P.S. I am an HR Supervisor and facing this difficulty at work. Because of this behavior/ personality of mine (being understanding), I feel that it makes me look weak. Oh… striking that balance!

I will really appreciate if you’ll give me your two cents.

More power to you sir!

Hello again, and thanks for writing again. I admit not remembering at once who you were, but thank Google for well, Google, and I was able to see our last exchange which was way back in 2013.

Now, regarding your situation, let me answer that on two levels — personal and professional. First, in the context of personal relationships, yes there is such a thing as being “too understanding” and that makes you a pushover and people can take advantage of you.

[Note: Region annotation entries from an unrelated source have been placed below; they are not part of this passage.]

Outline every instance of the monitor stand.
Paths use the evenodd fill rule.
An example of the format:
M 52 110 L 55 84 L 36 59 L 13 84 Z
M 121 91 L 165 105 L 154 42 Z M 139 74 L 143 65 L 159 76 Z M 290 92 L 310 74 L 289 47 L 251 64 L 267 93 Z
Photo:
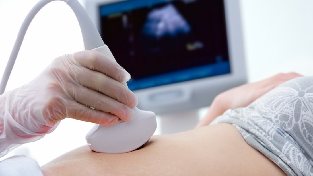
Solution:
M 195 109 L 158 116 L 161 134 L 172 134 L 194 128 L 199 122 L 199 110 Z

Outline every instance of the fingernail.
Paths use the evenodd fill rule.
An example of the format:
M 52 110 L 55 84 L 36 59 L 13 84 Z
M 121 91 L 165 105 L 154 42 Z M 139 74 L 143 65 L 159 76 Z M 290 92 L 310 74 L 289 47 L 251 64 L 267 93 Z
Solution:
M 114 125 L 118 121 L 119 119 L 118 117 L 114 115 L 112 115 L 112 116 L 113 117 L 113 119 L 108 123 L 108 125 Z
M 124 74 L 124 81 L 123 82 L 127 82 L 131 79 L 131 74 L 126 71 L 125 71 L 125 73 Z
M 125 119 L 125 122 L 129 122 L 132 120 L 134 117 L 135 117 L 135 115 L 136 115 L 136 113 L 135 113 L 135 111 L 134 111 L 132 109 L 129 108 L 128 109 L 128 111 L 129 111 L 130 116 L 127 116 Z

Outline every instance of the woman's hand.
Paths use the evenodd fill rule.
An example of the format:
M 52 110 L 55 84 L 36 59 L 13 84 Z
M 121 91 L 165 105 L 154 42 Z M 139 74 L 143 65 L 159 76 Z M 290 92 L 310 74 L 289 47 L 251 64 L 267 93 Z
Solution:
M 5 93 L 6 115 L 36 133 L 66 117 L 104 125 L 130 120 L 138 99 L 115 60 L 94 51 L 56 59 L 28 84 Z M 91 108 L 90 107 L 92 107 Z
M 207 114 L 196 127 L 207 125 L 228 109 L 244 107 L 284 82 L 301 75 L 280 74 L 257 82 L 247 84 L 223 92 L 214 99 Z

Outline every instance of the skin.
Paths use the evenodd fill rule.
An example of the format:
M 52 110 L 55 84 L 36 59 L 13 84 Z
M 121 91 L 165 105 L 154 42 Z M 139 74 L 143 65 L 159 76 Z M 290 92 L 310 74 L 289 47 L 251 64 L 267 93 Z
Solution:
M 125 153 L 97 153 L 84 146 L 42 168 L 46 176 L 285 175 L 226 124 L 154 136 L 142 148 Z
M 152 136 L 128 153 L 97 153 L 85 146 L 43 166 L 53 175 L 285 175 L 252 147 L 233 125 L 208 125 L 229 109 L 244 107 L 281 84 L 300 76 L 280 74 L 216 97 L 205 116 L 191 130 Z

Part of understanding context is also discerning when the other person is indeed taking you for a ride, and then dealing with it in a manner that you see fit. Sometimes, it entails ending the relationship with the other person. Understanding does not necessarily mean condoning or even agreeing with the behavior.

For example, there have been several times when people have borrowed money from me in the past and have not paid me back. It would be easy to judge all of these people as opportunists and “unfriending” them not only in Facebook but in real life. But in trying to understand their situation, I found out that one is still struggling with finances and has a medical condition requiring constant treatment. I do not push the issue with that person and he still remains my friend. However, there is another person who borrowed from me at a time when he was in dire need of assistance, but a few years later, I saw him post in social media about being in this event, and attending this convention, and even getting married. So I figured that he already had a turnaround in finances. When I reminded him about the debt, however, it was like he had conveniently forgotten it at first, then he promised to pay, then I didn’t get any response anymore. Anyway, the amount was not that large so I decided to let it go, but I do not look at the person the same way anymore and he does not have the respect I once had for him.

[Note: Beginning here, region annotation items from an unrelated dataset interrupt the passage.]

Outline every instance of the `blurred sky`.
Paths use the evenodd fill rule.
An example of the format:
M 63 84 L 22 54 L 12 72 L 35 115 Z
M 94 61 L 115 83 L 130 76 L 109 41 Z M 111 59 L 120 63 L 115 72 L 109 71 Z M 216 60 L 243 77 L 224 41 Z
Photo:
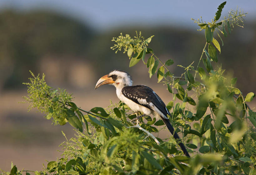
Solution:
M 160 24 L 178 27 L 194 25 L 190 19 L 211 21 L 218 5 L 223 0 L 215 1 L 167 0 L 99 1 L 86 0 L 1 0 L 0 9 L 11 8 L 22 11 L 37 9 L 53 10 L 72 16 L 99 31 L 132 22 L 144 25 Z M 228 1 L 222 17 L 237 7 L 248 13 L 247 20 L 256 16 L 256 0 Z M 221 19 L 221 18 L 220 18 Z

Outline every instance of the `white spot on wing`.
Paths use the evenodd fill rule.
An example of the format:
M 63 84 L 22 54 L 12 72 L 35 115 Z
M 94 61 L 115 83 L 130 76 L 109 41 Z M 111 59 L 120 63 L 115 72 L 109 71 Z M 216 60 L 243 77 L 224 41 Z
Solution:
M 147 101 L 146 99 L 137 99 L 138 102 L 140 104 L 147 104 Z

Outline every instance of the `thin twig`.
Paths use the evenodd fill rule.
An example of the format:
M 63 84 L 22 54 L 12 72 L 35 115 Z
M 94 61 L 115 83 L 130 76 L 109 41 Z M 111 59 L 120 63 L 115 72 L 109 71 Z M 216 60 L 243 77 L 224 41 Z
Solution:
M 158 145 L 159 145 L 160 144 L 160 142 L 158 141 L 158 140 L 153 135 L 153 134 L 146 130 L 145 129 L 144 129 L 144 128 L 142 128 L 138 124 L 138 120 L 137 120 L 137 124 L 135 125 L 135 126 L 133 126 L 132 127 L 126 127 L 126 128 L 138 128 L 139 129 L 140 129 L 144 132 L 145 132 L 146 133 L 148 136 L 149 136 L 151 138 L 153 139 L 155 141 L 157 144 Z
M 198 64 L 197 65 L 197 66 L 196 69 L 196 73 L 195 74 L 195 76 L 194 77 L 194 78 L 196 78 L 196 73 L 197 73 L 197 69 L 198 69 L 198 67 L 199 67 L 199 64 L 200 64 L 200 62 L 201 61 L 201 60 L 202 60 L 202 58 L 203 58 L 203 53 L 204 52 L 204 50 L 205 49 L 205 48 L 206 47 L 206 46 L 207 45 L 208 43 L 206 42 L 205 43 L 205 45 L 204 46 L 204 47 L 203 48 L 203 52 L 202 52 L 202 54 L 201 55 L 201 57 L 200 58 L 200 59 L 199 60 L 199 62 L 198 62 Z

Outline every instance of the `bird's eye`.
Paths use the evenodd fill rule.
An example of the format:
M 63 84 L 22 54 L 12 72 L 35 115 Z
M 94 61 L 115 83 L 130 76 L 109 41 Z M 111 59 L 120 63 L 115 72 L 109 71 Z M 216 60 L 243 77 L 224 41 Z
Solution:
M 111 76 L 112 79 L 114 81 L 115 81 L 117 79 L 117 76 L 116 75 L 112 75 Z

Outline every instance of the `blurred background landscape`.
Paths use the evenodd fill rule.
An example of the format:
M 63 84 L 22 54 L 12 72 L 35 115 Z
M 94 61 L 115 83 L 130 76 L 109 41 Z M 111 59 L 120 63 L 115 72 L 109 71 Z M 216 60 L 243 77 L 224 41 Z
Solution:
M 10 171 L 13 161 L 18 169 L 40 170 L 45 161 L 60 157 L 58 147 L 74 136 L 73 127 L 51 125 L 36 109 L 28 113 L 27 104 L 18 103 L 27 94 L 31 70 L 46 75 L 48 85 L 67 90 L 74 102 L 89 110 L 106 107 L 109 99 L 118 103 L 113 87 L 94 90 L 98 78 L 116 68 L 128 72 L 134 84 L 152 86 L 166 103 L 171 95 L 156 76 L 149 78 L 140 62 L 129 67 L 126 53 L 110 49 L 113 37 L 141 31 L 152 35 L 149 47 L 162 60 L 173 59 L 176 75 L 193 60 L 197 64 L 205 43 L 204 32 L 190 19 L 202 16 L 210 21 L 223 1 L 2 0 L 0 2 L 0 168 Z M 230 1 L 221 19 L 237 6 L 248 14 L 244 27 L 236 27 L 223 36 L 217 65 L 238 78 L 237 86 L 245 95 L 255 93 L 256 2 Z M 220 43 L 221 41 L 215 36 Z M 189 63 L 189 64 L 188 63 Z M 255 107 L 254 104 L 251 107 Z

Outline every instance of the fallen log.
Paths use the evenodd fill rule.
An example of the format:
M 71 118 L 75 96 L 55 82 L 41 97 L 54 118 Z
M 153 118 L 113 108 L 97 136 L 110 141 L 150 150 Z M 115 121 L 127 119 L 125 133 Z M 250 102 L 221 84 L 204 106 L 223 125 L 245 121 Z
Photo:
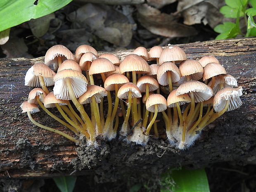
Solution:
M 78 146 L 34 126 L 26 114 L 21 114 L 19 106 L 31 89 L 24 85 L 26 73 L 35 63 L 43 62 L 43 57 L 0 59 L 0 178 L 92 174 L 98 182 L 104 182 L 138 172 L 159 174 L 170 167 L 196 168 L 226 161 L 255 163 L 256 38 L 178 45 L 189 59 L 216 56 L 244 90 L 242 106 L 209 125 L 195 145 L 183 151 L 171 147 L 161 139 L 151 140 L 145 146 L 116 140 L 99 141 L 100 145 L 96 148 Z M 122 59 L 132 51 L 112 53 Z M 66 133 L 45 114 L 38 113 L 34 117 Z

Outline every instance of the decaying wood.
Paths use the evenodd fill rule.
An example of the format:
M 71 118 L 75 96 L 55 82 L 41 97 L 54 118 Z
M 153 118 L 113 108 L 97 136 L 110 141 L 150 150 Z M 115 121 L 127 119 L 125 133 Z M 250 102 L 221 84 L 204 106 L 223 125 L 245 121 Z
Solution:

Now, professionally, you say that you are an HR supervisor, and yes I understand the challenges of your job. I often have conversations with our own HR manager about cases and situations with our employees. On the one hand, you are there to implement the policies of the company but on the other hand, you also want to be on the side of the employees and not have them look at you as the enemy. You are caught between management and the workforce.

This would be my advice. Listen to the people, but do not get carried away by emotions. Be results-oriented, and implement policy based on results. What do I mean? If an employee always shows up late and explains it is because he has to help his sick mother get up every morning and accompany her to the market (because no one else is there). Yes, that is a situation we can understand, but what is the result? That he always clocks in late.

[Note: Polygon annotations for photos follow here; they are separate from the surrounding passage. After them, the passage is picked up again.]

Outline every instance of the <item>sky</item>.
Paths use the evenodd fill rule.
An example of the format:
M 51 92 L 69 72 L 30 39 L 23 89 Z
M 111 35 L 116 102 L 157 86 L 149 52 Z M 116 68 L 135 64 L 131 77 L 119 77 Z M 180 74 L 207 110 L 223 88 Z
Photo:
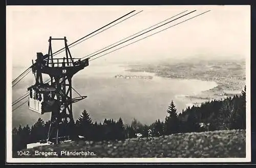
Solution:
M 73 57 L 83 57 L 179 13 L 194 10 L 197 11 L 141 38 L 210 11 L 97 59 L 92 64 L 245 58 L 250 54 L 249 6 L 14 6 L 7 7 L 7 57 L 12 58 L 13 66 L 28 67 L 37 52 L 48 53 L 50 36 L 66 36 L 68 44 L 71 43 L 133 10 L 136 10 L 133 13 L 143 11 L 71 48 Z M 53 41 L 53 51 L 63 45 L 62 41 Z

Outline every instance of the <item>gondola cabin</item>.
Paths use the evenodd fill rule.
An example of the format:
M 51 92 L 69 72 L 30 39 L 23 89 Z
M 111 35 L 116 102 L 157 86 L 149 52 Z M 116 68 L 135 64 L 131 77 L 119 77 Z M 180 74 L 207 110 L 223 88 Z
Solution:
M 58 106 L 54 99 L 56 89 L 46 85 L 33 85 L 28 88 L 29 91 L 29 109 L 42 114 L 56 110 Z

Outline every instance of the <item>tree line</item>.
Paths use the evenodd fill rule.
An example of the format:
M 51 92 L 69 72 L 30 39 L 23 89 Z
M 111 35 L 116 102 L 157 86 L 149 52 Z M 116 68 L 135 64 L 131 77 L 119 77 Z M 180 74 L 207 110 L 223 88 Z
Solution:
M 164 121 L 158 119 L 150 125 L 143 125 L 135 118 L 131 124 L 124 124 L 121 118 L 117 121 L 105 118 L 102 123 L 94 123 L 84 110 L 76 121 L 74 129 L 67 129 L 67 122 L 60 125 L 59 136 L 67 136 L 74 131 L 84 139 L 95 141 L 124 140 L 136 137 L 137 133 L 145 137 L 178 133 L 245 129 L 245 87 L 240 95 L 206 102 L 200 106 L 188 107 L 180 113 L 172 101 Z M 20 125 L 18 128 L 13 128 L 13 151 L 26 149 L 28 143 L 46 139 L 49 127 L 50 121 L 45 123 L 39 118 L 31 128 L 28 125 L 24 127 Z

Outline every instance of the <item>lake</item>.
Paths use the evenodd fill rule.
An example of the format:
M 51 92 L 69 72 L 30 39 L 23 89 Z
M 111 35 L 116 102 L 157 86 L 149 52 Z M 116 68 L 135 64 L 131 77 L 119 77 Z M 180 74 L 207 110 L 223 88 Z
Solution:
M 25 69 L 13 68 L 12 78 Z M 172 100 L 179 112 L 188 105 L 196 102 L 193 99 L 183 99 L 183 95 L 196 95 L 217 86 L 212 81 L 164 78 L 152 74 L 131 73 L 126 69 L 125 66 L 119 64 L 92 64 L 76 74 L 73 78 L 73 87 L 81 95 L 88 98 L 73 104 L 74 119 L 77 119 L 83 109 L 86 109 L 94 122 L 102 122 L 105 118 L 117 120 L 121 117 L 124 123 L 130 124 L 135 118 L 142 123 L 151 124 L 158 119 L 164 120 Z M 115 78 L 117 75 L 151 76 L 153 78 Z M 12 102 L 26 93 L 27 88 L 34 83 L 32 78 L 31 73 L 14 87 Z M 78 96 L 75 92 L 73 93 L 73 97 Z M 12 126 L 31 126 L 39 117 L 48 120 L 50 113 L 40 115 L 33 112 L 28 109 L 26 103 L 12 112 Z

Perhaps here it becomes clearer when I say that understanding does not mean condoning the behavior. You could point out that you understand his difficulty but the result is his constant tardiness, which is against company policy. It would be unfair to give him special consideration because that would open the door for others to also ask for special consideration for whatever reason. You can then give advice based on this, like why doesn’t he wake up earlier so that he can be done with the market earlier, and so on.

Be firm, but also be fair and always be kind. Hope you find this helpful.